«Zeyna a une soixantaine d’années. Elle ne veut pas qu’on la reconnaisse, mais elle a accepté que je photographie ses mains, raconte le photographe Seif Kousmate. Son histoire est tristement banale : un mari parti chercher du travail en Europe dans les années 1970 et qui n’est jamais revenu. Femme au foyer cultivant sa parcelle de terre, elle a élevé seule ses deux filles, qui se sont installées en ville. Aujourd’hui, elle survit de la solidarité du voisinage et de l’argent que lui envoient ses filles, dans une petite maison disposant de l’eau potable et de l’électricité.»
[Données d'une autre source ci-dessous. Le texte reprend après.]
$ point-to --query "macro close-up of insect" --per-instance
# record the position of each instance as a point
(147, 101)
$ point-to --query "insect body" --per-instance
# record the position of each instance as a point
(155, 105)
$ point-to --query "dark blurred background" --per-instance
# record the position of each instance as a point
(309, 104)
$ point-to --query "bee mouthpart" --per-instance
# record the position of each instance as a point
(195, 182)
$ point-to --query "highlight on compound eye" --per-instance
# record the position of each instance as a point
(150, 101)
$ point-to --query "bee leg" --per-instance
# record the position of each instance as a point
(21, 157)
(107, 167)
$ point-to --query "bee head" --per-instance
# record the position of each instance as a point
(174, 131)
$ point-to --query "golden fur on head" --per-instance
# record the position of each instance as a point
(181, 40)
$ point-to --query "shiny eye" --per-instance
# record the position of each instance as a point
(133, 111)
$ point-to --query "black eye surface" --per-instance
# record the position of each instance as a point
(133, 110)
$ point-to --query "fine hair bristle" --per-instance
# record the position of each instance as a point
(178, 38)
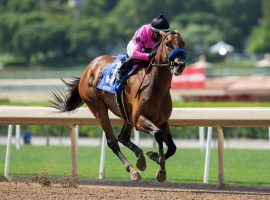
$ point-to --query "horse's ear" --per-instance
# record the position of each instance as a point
(162, 33)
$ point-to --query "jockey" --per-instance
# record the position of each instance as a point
(145, 39)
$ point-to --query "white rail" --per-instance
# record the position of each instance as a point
(206, 117)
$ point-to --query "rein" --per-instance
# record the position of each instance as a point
(170, 58)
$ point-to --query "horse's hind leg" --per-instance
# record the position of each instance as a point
(167, 137)
(124, 138)
(113, 144)
(145, 125)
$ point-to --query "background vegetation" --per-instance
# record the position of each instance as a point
(37, 31)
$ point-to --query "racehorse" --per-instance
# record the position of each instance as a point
(148, 102)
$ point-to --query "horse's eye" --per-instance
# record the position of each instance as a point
(168, 47)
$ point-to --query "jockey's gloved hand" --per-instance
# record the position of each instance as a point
(152, 55)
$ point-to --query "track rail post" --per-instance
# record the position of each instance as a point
(73, 140)
(220, 140)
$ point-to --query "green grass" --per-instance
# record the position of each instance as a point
(241, 166)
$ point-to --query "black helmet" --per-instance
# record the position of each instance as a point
(160, 23)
Victimes du changement climatique, les oasis du Maroc se vident de leur eau et de leurs habitants. En altérant ses photos avec des éléments naturels, comme la terre, le feu ou des feuilles de dattiers, Seif Kousmate, colauréat du Prix 6Mois 2021, rend hommage à un écosystème ancestral qui se meurt. Originaire d’Essaouira, il se rend régulièrement dans l’exploitation de son grand-père qui était agriculteur. «En réalisant ce sujet, j’ai senti que la photo classique arrivait à ses limites. D’où l’idée d’ajouter une couche supplémentaire, pour mieux raconter l’histoire. J’ai fait plusieurs essais, je voulais que l’image elle-même incarne la dégradation de l’environnement dans les oasis. Ici, je l’ai traitée avec de l’acide, qui donne cet effet bleu marbré.»
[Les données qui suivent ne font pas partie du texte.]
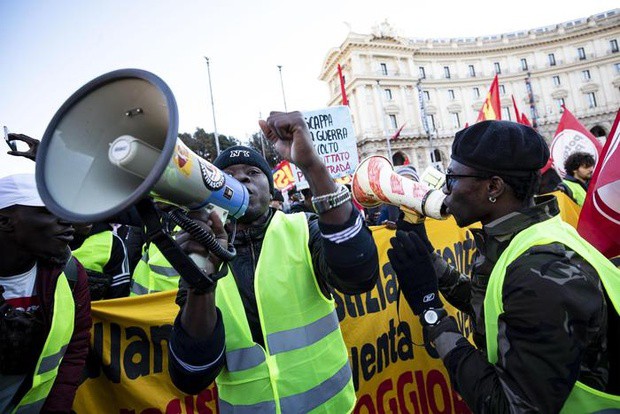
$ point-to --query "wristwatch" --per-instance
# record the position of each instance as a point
(432, 316)
(326, 202)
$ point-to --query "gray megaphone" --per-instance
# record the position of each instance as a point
(114, 142)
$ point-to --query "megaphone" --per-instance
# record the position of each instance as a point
(114, 142)
(375, 182)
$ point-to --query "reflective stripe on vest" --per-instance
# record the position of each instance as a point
(95, 252)
(153, 274)
(582, 399)
(53, 351)
(579, 194)
(300, 328)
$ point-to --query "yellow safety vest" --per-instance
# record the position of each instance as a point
(303, 366)
(95, 252)
(53, 351)
(582, 399)
(579, 194)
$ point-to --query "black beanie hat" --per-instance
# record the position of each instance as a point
(240, 154)
(501, 147)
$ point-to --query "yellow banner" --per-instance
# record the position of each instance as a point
(392, 369)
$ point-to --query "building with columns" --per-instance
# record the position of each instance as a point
(393, 81)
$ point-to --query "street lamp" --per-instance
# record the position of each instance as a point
(217, 139)
(383, 119)
(282, 85)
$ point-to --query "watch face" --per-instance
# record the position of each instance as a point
(431, 317)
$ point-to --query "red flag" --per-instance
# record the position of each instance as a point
(599, 221)
(397, 134)
(524, 120)
(345, 101)
(517, 115)
(491, 108)
(571, 136)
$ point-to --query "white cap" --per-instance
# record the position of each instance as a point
(19, 189)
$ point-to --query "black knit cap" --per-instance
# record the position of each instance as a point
(240, 154)
(501, 147)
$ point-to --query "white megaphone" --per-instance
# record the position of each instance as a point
(375, 182)
(113, 142)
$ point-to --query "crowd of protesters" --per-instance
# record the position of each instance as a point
(540, 296)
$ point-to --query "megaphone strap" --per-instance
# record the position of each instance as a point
(172, 252)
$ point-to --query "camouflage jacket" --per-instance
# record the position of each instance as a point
(552, 332)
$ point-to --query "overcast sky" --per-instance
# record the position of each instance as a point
(48, 49)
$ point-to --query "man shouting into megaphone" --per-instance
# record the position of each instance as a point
(268, 333)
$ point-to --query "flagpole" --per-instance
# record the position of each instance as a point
(262, 138)
(387, 138)
(216, 136)
(532, 100)
(427, 128)
(282, 86)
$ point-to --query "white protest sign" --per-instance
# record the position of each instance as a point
(334, 140)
En commençant à se documenter, puis à se rendre sur place à partir de 2019, Seif Kousmate constate que deux menaces majeures sont à l’origine de la désertification des oasis. La première est le manque d’eau dû au réchauffement climatique. Indice indiscutable de ce phénomène, la baisse continue des nappes phréatiques qui alimentent ces havres de verdure. La seconde menace est directement liée à l’activité humaine.
Au cours de ses reportages dans les oasis, il collecte des feuilles de palmiers et de dattiers, de la terre… «De retour dans mon atelier, j’ai expérimenté en organisant un dialogue entre ces éléments organiques et mes tirages. J’ai voulu créer une sorte d’aller-retour entre la réalité – parfois magnifique – de ces lieux et le contexte social, beaucoup plus sombre.» Les habitants sont très pessimistes sur leur avenir. Surtout l’ancienne génération qui a vécu l’âge d’or de l’oasis, avant la dégradation des années 1990.
Par cette démarche, le photographe veut révéler une menace méconnue, qui frappe bien au-delà du désert marocain. En Algérie et en Tunisie, les oasis sont touchées par la même mise en danger de l’écosystème local. En intervenant sur l’image elle-même, Seif entend aussi réaffirmer son rôle de révélateur social. Faire du journalisme, c’est aussi reprendre la main sur l’histoire. Ne pas céder à une fatalité qui imposerait aux hommes un destin dont ils ne veulent pas. Incarner cette rébellion, lui donner vie, la rendre visible.